Because they need frequent grooming, it is a good idea to get them accustomed to it at an early age and should be kept a pleasant experience for the dog. Brushing the Bichon several times each week will prevent tangles and give the dog a puffier, “marshmallow” look.
The coat should be brushed before bathing, then dried and brushed again after the bath. Dog dryers, which are cooler and less forceful than those designed for humans, are preferable for grooming the Bichon.
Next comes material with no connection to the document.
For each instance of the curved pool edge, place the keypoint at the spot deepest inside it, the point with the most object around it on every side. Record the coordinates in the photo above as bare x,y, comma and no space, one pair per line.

The anal area should be wiped clean after each bowel movement to prevent feces from sticking to the hair.
Areas that need trimming include the eyes, ears, and between the foot pads. This can be accomplished with a pair of blunt scissors.
If tear staining occurs around the eyes, which is common, a saline solution can be used to irrigate the eyes. Tears should be wiped away on a daily basis, and some pet supply stores carry special wipes for this purpose.
For a show dog, professional grooming is recommended once every four weeks. Show dogs should only be trimmed with scissors, but electric clippers can be used on those that do not show.
Country of Origin
The Bichon descended from the Barbet, or Water Spaniel, and originated in the Mediterranean region.
Average Life Span
The Bichon can be expected to live 15 years or more.